Glücklicherweise kam Asui schon wieder zurück, dicht gefolgt von allen drei Lehrern. Yamada überholte die Schülerin in den letzten Metern und ging vor seinem Freund in die Hocke. Es gab so viele Dinge, die Hizashi in diesem Moment gerne von sich gegeben hätte, doch er wusste, dass es nichts brachte nun darauf hinzuweisen, dass er von vornherein gewusst hatte, wie dämlich diese Idee gewesen war. Also blieb er lieber beim Wesentlichen. „Hast du die Tabletten genommen, die dir der Psychiater verschrieben, hat?" Natürlich schüttelte der Zitternde langsam den Kopf. Mic unterdrückte ein Seufzen. Ihm war die Antwort schon klar gewesen, allerdings hatte er gehofft, dass sein Kollege vielleicht doch einmal vernünftig war. Gleichermaßen machte er sich selbst auch Vorwürfe, dass er es nicht schon früher überprüft hatte. „Ist es sehr schlimm?"

Diesmal nickte Shota und hielt ich weiterhin den Kopf mit der rechten Hand. Seine Schläfen pochten heftig und machten es unmöglich noch irgendeinen klaren Gedanken zu fassen. Er wollte einfach nur, dass es aufhörte.
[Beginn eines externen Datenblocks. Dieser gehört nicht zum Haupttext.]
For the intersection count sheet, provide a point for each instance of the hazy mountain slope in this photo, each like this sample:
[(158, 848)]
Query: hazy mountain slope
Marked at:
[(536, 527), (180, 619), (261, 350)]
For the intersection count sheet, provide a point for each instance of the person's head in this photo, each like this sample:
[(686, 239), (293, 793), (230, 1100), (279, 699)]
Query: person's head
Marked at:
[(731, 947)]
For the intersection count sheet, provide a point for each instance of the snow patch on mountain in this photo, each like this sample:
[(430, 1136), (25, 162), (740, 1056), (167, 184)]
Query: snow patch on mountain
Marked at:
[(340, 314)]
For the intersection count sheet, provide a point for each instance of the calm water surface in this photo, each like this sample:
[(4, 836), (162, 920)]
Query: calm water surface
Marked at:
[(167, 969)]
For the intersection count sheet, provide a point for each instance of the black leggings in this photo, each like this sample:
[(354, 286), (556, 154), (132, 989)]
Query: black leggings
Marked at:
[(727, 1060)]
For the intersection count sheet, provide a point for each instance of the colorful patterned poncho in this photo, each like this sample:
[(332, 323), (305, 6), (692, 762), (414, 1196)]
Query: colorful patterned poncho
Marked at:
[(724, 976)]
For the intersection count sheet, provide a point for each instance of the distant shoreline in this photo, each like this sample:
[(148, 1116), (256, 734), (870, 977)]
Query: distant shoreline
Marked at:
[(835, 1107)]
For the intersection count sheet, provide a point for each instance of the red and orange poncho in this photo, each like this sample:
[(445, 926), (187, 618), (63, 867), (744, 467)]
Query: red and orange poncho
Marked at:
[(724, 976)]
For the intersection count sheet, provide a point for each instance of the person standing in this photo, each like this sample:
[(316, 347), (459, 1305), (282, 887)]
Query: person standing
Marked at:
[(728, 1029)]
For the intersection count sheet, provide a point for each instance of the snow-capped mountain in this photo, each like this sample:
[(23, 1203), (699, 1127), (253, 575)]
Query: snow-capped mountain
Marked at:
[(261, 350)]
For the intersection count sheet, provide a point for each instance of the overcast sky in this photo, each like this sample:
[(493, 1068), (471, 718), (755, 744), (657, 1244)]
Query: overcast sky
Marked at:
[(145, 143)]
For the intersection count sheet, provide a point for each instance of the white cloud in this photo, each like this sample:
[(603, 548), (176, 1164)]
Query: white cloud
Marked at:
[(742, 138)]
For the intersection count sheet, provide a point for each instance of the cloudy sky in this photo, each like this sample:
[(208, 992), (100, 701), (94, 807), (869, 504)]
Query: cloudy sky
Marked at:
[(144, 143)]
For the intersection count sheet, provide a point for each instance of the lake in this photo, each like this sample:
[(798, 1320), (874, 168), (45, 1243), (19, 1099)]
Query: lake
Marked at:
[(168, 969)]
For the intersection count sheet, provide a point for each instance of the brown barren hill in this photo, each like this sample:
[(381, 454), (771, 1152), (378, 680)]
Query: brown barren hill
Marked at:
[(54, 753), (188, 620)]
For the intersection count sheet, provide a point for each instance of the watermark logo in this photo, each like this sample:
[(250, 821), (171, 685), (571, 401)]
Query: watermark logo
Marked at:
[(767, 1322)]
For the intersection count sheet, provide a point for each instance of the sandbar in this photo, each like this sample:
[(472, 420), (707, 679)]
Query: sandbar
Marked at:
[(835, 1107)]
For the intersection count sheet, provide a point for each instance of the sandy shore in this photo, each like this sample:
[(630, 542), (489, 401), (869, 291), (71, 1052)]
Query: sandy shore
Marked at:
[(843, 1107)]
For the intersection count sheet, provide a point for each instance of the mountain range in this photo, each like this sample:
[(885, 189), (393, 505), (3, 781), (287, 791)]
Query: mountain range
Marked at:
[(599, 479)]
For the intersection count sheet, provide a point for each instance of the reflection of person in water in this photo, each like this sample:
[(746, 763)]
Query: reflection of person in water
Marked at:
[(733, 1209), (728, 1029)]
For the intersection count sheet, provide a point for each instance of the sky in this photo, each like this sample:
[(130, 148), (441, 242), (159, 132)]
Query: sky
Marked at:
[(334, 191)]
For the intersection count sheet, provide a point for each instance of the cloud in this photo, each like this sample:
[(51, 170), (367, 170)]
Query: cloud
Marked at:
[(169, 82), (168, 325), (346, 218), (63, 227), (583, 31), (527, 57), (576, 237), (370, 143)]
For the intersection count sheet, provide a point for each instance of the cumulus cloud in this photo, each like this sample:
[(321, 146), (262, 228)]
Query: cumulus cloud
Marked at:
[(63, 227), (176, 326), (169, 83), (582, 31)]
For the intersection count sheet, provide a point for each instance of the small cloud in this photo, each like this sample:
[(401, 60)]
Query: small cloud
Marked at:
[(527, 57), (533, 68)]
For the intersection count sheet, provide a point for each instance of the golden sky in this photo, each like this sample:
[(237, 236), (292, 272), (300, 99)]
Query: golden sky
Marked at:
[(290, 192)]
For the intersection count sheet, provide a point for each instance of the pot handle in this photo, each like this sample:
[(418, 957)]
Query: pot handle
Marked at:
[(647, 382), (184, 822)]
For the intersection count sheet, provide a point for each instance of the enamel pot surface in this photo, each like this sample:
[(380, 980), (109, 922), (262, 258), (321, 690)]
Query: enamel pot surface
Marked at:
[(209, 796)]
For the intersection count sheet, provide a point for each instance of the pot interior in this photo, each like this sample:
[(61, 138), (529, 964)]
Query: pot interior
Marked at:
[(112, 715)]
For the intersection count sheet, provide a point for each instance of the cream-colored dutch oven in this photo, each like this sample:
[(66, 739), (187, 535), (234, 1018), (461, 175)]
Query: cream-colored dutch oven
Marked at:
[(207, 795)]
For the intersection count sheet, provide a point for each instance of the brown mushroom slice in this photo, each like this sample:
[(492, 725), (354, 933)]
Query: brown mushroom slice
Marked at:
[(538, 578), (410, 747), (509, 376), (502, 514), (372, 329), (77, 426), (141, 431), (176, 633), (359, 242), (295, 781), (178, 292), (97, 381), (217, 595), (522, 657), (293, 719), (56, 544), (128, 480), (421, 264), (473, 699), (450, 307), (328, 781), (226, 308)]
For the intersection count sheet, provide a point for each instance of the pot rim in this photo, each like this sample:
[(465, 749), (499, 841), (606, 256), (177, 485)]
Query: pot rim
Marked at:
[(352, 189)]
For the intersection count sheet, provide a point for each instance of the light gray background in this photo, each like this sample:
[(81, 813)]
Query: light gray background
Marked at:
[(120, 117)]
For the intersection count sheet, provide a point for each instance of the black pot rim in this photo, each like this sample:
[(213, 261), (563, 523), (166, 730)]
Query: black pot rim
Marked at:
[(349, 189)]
Hilfesuchend sah Yamada zu Nemuri. „Haltet alle mal kurz die Luft an", bat Midnight und krempelte den Ärmel hoch, damit sie ihre Macke einsetzen konnte. Keine Sekunde später sackte Aizawa zusammen und wirkte ein wenig entspannter als zuvor und seine schmerzverzehrte Miene verschwand. „Ich bin froh, dass wir über diesen Notfallplan gesprochen haben, allerdings kann ich davon nicht oft gebrauch machen", meinte sie an Present Mic gewandt, der den Schlafenden aufgefangen hatte.

„Solange er im Krankenhaus gezwungen war die Tabletten zu nehmen, war alles in Ordnung, aber es war klar, dass er sie sofort absetzen würde, wenn sich die Möglichkeit bietet. Er hasst sowas einfach", seufzte Hizashi und ließ sich von Nemuri dabei helfen, Shota auf seinen Rücken zu hieven. Wenn das nicht bald besser werden würde, mussten sie sich etwas anderes einfallen lassen. Zu oft durften sie Nemuris Macke nicht einsetzen, sonst würden sie Gefahr laufen, dass Aizawa nie wieder aufwachte. „Ich denke es wird Zeit, mit dem Verursacher zu reden", verkündete er, ehe er seinen Freund in die Unterkunft zurücktrug.